Anne-Marie Slaughter, is the Bert G. Kerstetter '66 University Professor of Politics and International Affairs at Princeton University. She is presently on leave, serving as Director of Policy Planning for the United States Department of State. She was Dean of the Woodrow Wilson School of Public and International Affairs at Princeton University from 2002-2009.
Slaughter came to the Wilson School from Harvard Law School where she was the J. Sinclair Armstrong Professor of International, Foreign, and Comparative Law and Director of the International Legal Studies Program. She is also the former President of the American Society of International Law, is a Fellow of the American Academy of Arts and Sciences, and has served on the board of the Council on Foreign Relations.
Drawing from this rich interdisciplinary expertise, Slaughter has written and taught broadly on global governance, international criminal law, and American foreign policy. Her most recent book is The Idea that Is America: Keeping Faith with Our Values in a Dangerous World, published in 2007 by Basic Books. She is also the author of A New World Order, in which she identified transnational networks of government officials as an increasingly important component of global governance. Slaughter has been a frequent commentator on foreign affairs in newspapers, radio, and television. She was also the convener and academic co-chair of the Princeton Project on National Security, a multi-year research project aimed at developing a new, bipartisan national security strategy for the United States, and was a member of the National War Powers Commission.

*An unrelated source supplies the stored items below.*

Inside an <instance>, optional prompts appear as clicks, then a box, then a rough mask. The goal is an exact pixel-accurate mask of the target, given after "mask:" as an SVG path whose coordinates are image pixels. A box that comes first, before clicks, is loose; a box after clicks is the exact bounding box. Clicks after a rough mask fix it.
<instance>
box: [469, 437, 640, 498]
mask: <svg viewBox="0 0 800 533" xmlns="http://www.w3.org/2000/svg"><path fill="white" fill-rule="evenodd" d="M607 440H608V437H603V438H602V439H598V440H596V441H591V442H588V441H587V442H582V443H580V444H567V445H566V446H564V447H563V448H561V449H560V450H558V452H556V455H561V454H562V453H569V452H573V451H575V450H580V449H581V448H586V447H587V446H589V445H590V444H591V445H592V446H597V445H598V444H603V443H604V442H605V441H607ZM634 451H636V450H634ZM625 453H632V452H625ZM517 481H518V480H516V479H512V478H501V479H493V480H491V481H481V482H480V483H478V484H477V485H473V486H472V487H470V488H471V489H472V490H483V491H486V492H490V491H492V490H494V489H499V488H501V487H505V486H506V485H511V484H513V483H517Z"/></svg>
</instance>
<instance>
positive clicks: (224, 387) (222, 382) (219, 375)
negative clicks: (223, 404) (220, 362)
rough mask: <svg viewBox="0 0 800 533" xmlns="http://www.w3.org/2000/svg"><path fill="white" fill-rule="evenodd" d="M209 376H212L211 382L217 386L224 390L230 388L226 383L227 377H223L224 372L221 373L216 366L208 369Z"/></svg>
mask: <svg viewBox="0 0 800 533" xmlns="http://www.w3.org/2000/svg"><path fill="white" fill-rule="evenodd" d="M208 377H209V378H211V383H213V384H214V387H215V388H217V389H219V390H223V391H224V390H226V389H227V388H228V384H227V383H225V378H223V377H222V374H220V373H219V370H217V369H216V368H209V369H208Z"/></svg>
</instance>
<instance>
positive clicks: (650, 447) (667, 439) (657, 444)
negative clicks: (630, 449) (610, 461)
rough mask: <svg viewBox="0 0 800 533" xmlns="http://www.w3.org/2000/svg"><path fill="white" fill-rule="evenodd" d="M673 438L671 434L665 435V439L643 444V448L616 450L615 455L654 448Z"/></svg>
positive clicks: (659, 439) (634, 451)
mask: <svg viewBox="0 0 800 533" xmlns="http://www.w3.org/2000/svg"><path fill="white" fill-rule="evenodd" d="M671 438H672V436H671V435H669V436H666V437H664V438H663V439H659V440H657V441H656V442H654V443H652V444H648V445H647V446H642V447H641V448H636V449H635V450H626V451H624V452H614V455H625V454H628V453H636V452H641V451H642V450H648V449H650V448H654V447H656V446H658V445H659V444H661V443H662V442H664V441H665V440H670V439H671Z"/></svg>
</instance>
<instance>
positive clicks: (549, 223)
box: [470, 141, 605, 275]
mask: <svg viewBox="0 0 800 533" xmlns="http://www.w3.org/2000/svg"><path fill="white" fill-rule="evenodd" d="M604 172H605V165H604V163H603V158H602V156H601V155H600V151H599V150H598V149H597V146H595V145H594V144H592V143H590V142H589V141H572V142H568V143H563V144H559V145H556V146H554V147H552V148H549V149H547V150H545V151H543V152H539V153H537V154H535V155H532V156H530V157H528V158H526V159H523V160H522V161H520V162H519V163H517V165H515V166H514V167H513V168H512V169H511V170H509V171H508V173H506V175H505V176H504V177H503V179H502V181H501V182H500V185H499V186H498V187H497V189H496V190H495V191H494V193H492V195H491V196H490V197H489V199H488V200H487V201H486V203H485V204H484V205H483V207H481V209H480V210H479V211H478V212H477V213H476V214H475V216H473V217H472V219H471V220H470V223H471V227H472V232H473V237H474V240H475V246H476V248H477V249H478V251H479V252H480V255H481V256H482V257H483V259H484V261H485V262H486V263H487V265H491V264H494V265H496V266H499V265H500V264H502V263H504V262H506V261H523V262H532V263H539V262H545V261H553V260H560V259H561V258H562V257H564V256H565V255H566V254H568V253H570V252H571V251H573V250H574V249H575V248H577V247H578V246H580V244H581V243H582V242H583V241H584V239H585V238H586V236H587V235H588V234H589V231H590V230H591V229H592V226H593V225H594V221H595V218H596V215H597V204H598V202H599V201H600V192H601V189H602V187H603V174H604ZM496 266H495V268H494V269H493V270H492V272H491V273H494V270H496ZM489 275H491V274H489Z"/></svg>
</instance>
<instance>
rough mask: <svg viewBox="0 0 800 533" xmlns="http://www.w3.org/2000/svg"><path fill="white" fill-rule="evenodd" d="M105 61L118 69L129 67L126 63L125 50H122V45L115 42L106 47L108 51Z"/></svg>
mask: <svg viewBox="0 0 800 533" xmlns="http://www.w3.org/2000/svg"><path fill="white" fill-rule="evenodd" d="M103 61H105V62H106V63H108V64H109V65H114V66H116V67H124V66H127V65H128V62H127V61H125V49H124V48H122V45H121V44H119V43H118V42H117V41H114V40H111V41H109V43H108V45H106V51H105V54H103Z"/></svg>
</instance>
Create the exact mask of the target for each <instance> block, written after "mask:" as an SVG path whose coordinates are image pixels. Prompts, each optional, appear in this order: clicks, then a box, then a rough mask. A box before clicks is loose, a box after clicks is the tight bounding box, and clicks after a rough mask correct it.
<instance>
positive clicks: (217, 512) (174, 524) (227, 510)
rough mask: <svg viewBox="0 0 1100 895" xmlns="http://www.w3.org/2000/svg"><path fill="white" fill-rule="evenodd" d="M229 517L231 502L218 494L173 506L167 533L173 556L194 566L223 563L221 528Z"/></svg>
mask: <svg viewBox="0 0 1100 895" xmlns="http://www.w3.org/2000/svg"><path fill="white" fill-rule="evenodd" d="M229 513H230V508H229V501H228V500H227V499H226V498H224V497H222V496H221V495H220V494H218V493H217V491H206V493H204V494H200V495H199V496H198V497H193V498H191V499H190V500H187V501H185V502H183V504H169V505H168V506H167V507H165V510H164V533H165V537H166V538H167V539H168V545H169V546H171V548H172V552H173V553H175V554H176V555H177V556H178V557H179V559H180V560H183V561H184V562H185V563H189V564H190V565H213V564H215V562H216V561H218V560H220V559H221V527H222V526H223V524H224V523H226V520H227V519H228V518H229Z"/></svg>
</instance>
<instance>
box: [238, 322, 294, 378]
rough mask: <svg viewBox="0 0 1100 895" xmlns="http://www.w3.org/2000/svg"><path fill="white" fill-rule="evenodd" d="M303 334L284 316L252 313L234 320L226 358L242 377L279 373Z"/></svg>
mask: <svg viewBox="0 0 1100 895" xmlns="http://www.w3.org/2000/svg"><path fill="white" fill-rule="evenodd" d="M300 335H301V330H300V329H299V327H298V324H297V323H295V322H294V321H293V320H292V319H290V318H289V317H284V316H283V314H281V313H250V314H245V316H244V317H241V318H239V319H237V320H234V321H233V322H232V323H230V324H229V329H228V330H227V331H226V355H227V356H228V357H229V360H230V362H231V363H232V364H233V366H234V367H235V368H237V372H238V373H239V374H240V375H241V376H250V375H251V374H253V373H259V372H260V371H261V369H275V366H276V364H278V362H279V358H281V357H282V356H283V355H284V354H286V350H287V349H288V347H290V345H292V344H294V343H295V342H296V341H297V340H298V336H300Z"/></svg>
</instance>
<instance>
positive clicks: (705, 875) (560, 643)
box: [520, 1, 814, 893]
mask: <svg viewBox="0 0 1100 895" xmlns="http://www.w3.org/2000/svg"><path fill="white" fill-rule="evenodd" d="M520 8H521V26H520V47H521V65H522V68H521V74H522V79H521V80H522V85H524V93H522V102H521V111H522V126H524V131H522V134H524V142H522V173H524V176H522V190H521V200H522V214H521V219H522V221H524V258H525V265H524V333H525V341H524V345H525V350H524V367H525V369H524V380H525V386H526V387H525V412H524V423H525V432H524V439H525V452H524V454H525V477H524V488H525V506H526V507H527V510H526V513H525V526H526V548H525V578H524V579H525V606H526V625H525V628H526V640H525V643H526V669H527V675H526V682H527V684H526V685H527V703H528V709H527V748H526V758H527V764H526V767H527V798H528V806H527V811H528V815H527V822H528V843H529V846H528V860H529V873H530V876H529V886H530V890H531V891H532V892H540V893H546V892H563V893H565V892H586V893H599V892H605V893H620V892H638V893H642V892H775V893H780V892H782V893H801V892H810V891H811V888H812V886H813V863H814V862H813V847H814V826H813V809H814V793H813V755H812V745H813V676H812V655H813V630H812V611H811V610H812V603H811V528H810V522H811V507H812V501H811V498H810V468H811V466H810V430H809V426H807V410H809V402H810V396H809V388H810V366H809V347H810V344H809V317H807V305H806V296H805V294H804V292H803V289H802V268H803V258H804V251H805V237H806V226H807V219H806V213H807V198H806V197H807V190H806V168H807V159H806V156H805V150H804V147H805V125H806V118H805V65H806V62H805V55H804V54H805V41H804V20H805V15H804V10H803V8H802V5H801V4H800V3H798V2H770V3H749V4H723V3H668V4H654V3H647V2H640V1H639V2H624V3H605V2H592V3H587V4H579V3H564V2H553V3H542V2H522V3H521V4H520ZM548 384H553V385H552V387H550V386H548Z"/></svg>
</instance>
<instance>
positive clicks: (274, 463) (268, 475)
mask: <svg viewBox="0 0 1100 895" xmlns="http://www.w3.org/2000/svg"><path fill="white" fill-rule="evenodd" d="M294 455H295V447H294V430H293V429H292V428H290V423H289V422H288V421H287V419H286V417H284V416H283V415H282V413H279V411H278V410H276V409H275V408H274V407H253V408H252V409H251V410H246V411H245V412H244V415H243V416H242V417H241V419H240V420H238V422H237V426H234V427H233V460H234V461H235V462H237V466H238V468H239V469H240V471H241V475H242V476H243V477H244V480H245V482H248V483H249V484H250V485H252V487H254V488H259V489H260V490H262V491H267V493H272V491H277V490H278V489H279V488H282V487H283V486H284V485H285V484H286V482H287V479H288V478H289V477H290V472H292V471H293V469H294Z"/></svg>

Slaughter: So, there’s also a whole set of informal institutions that have grown up over the past 30 years really as a function of globalization itself that are networks of national government officials, [with the] Central Bankers have been talking to each other for 30, 40 years. Securities Commissioners, insurance supervisors, any trust officials, environmental officials, even judges and to some extent legislators are talking to their counterparts abroad. So, instead of some vast international bureaucracy, what you’ve got are these networks of national government officials who are talking to each other just like corporate officials are, or if you’re in a non-governmental organization, you know all your counterparts around the world. And those institutions are, they exist, they have been meeting for many years, but we’re not using them in any productive way. We’re not recognizing the existence of a global financial network and saying, now, wait a minute, let’s connect that to the IMF. Let’s connect that to the G7, G8 or the G20 and let’s have some formal institutions that are more representative of the world, but let’s hook them on to these informal institutions that can move quickly, that have access to the people on the ground and every nation in the world and let’s figure out how to use those networks so that they’re not just talking to each other, they’re actually coordinating policy and implementing new ideas.